I was 29, alone, and 5,008 miles from home, a continent and half the Pacific Ocean between me and most everyone I knew. I scaled the craggy bluff of volcanic buildup that separated the very-much-clothed Big Beach from the very-much-unclothed Little Beach at Makena State Park on Maui.
“These people have got to know where I’m going,” I thought as I began my ascent. Of course they knew where I was going, because everyone knew what was on the other side. The only question would be whether I was there to be a participant or a gawker. And then, if I was a participant, was I going to be worried about being gawked at?
On this warm, sunny, tropical afternoon on the southern coast of the island, I peaked over the top and saw a small, but sizeable enough beach flecked with beachgoers wearing nothing but their skin. After years of being closeted, of feeling out of place, I knew I had found my people and felt immediately at home.

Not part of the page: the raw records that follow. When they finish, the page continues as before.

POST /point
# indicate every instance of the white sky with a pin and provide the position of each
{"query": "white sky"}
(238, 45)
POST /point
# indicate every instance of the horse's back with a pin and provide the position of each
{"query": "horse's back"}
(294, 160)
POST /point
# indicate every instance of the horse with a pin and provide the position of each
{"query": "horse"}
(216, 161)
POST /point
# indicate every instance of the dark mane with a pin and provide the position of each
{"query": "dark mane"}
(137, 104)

I did not feel immediately confident though and I squirmed out of my clothes and lay down on my blanket. Almost immediately, gawkers appeared and I kept myself breathing rhythmically to remain calm. But I realized something in that moment. These gawkers were out of place. They were the ones who were suddenly different, whose provocation of any reaction would be to make us feel out of place where we all actually belonged.

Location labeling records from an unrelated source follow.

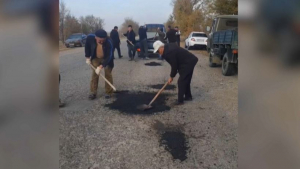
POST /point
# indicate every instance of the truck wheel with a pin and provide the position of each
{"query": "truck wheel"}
(227, 67)
(211, 64)
(189, 47)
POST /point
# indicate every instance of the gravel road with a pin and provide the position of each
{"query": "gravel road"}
(200, 134)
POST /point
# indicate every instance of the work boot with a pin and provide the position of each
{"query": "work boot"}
(188, 98)
(178, 103)
(107, 96)
(92, 96)
(61, 104)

I looked around. I was the only one who really noticed the interlopers. Everyone else was just chilling and having a good time. So, I steeled myself, said “this is who I am” to no one in particular, and focused on the hues of blue in what would turn out to be the warmest ocean water I’d ever touched. I stepped into my future that day.
A little later in my stay, I was able to get there again. And I have to say, while it was relaxing, it wasn’t fun to be there alone. Three years later, I returned on my honeymoon and had a much more vibrant time. Of course, by then I was confident and had also visited Pirate’s Cove in California (while also finding relatively private spots on some Malibu beaches). And on that honeymoon trip, I managed to be alone enough to disrobe at a variety of waterfalls you’ve seen on this site. The closeted nudist had become a naturist.

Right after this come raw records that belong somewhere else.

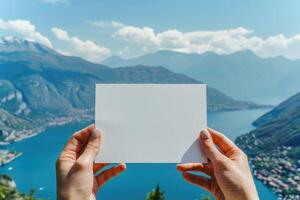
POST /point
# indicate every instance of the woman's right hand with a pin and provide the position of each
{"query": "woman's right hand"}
(228, 168)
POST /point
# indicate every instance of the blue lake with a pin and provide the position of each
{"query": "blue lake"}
(36, 167)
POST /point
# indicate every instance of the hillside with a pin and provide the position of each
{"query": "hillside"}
(274, 148)
(280, 126)
(241, 75)
(37, 83)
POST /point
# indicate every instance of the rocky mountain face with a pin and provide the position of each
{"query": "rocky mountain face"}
(37, 83)
(241, 75)
(280, 126)
(274, 148)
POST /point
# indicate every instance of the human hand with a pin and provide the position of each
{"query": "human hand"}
(76, 169)
(228, 168)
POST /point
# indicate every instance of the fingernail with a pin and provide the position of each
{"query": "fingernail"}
(96, 133)
(204, 134)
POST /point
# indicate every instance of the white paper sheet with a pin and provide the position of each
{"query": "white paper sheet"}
(150, 123)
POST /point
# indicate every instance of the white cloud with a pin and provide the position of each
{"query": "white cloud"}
(85, 48)
(56, 1)
(26, 29)
(105, 24)
(220, 41)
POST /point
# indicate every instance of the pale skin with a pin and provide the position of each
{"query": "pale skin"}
(229, 173)
(76, 168)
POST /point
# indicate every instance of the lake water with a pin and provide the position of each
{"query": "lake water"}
(35, 168)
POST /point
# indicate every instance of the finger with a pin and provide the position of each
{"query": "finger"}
(110, 173)
(74, 145)
(208, 147)
(198, 167)
(92, 147)
(224, 143)
(98, 166)
(197, 180)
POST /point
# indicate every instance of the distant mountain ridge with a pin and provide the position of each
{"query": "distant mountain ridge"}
(39, 84)
(274, 148)
(242, 75)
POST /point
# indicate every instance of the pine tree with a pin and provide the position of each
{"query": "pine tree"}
(156, 194)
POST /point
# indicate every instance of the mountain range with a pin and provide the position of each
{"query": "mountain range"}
(241, 75)
(37, 83)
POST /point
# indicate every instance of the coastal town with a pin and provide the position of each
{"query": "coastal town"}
(7, 156)
(279, 172)
(276, 168)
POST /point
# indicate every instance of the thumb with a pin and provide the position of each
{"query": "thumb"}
(208, 147)
(92, 147)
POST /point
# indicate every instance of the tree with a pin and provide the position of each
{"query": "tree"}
(156, 194)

If you’re a beginner, trepidation is natural, because the messaging we’ve had pounded into us is consistent. We are not a kind society when it comes to differences, so the shame is instilled while we are young and those earliest lessons are the toughest to let go. But it will get easier and you’ll find yourself and your place in our world. And if you’re as lucky as I’ve been, you’ll learn at all these stops that the naturist community is among the finest and nicest out there.